The blind restoration results of the lesion human retinal OCT image are shown in Fig.8.Fig.8a shows the original image.The diseased tissue is covered by noise, and the structure edge is blurred. Fig.8b shows the pre-processed image.Some of the noise is filtered out, and the edge of the structure is adequately retained.Fig.8c shows the result of the NAS-RIF. The image energy loss is severe, and the structure of the lesion is unclear, which would affect the diagnosis of the lesion. Fig.8d shows the result of the space-adaptive and regularization NAS-RIF.Compared with the NAS-RIF, the noise is suppressed, and the retinal edges are clear. However,image energy loss occurred, and noise suppression is limited. Additionally, the clarity of the diseased tissue structure is poor. Fig.8e presents the result of the proposed algorithm. As shown in the figure, the noise and energy attenuation are suppressed. The edge of the diseased tissue structure is clear. The lesion structure is clear and prominent owing to the smoothing ability of ATVR. The evaluation metrics are compared in Tab.3. The SNR, CNR, and ENL are significantly improved for the proposed algorithm compared with those of the other two algorithms.Thus, the effectiveness of the proposed algorithm for the restoration of noisy OCT images is validated. The noise in the OCT image is suppressed. Additionally, the edge and the detailed information of the OCT image are preserved, and the blind OCT image restoration is realized.

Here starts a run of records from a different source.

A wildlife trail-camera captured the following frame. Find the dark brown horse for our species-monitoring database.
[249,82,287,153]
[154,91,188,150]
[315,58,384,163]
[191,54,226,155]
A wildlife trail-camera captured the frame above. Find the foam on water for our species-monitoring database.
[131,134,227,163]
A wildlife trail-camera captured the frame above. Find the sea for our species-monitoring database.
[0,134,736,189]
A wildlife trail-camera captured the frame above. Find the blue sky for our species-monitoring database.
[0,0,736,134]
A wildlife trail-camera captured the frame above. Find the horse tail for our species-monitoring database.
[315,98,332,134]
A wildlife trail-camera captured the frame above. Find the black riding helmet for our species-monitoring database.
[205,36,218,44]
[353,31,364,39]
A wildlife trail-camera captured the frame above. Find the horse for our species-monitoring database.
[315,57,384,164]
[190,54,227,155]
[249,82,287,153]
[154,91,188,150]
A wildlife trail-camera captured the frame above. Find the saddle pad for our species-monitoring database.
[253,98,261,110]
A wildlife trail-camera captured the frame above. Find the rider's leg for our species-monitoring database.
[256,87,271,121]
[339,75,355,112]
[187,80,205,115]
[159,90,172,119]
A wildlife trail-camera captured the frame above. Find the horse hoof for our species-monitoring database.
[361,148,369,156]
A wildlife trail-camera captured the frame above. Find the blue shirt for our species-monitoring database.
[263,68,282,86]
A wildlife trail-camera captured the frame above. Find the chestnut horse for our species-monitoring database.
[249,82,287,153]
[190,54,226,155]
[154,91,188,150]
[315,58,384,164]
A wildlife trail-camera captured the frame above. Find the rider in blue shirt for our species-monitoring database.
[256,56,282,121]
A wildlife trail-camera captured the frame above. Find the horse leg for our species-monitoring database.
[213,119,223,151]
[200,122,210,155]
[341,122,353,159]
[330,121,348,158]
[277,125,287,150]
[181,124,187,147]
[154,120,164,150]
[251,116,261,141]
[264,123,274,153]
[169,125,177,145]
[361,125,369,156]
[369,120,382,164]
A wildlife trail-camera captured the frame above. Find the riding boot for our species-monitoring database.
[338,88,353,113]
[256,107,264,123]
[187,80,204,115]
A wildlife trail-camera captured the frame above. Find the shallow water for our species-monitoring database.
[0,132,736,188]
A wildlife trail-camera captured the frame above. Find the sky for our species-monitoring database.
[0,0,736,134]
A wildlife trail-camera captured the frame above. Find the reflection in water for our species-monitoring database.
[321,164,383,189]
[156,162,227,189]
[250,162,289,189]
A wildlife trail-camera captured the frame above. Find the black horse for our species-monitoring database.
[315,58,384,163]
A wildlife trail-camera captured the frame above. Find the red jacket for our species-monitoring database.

Tab. 1 Comparison of orange tissue OCT image restoration evaluation metrics

Tab. 2 Comparison of human retinal OCT image restoration evaluation metrics

Tab. 3 Comparison of lesioned human retinal OCT image restoration evaluation metrics

5 Conclusion

To address the problems of low noise robustness and loss of target details in the OCT image for the blind OCT image restoration using the NAS-RIF method, an ATVR based NAS-RIF blind restoration method is proposed to enhance the quality of OCT image. The noise in the OCT image is partially filtered via GNLDF, and the Poisson-distribution-based minimum error thresholding is used to estimate the support of the OCT image. Finally, based on ATVR, the NAS-RIF blind restoration method is presented for the blind OCT image restoration. Experimental results demonstrated that the proposed method retains the details in the OCT image and enhance the SNR of the OCT image. Thus, the method can achieve blind OCT image restoration with high noise robustness.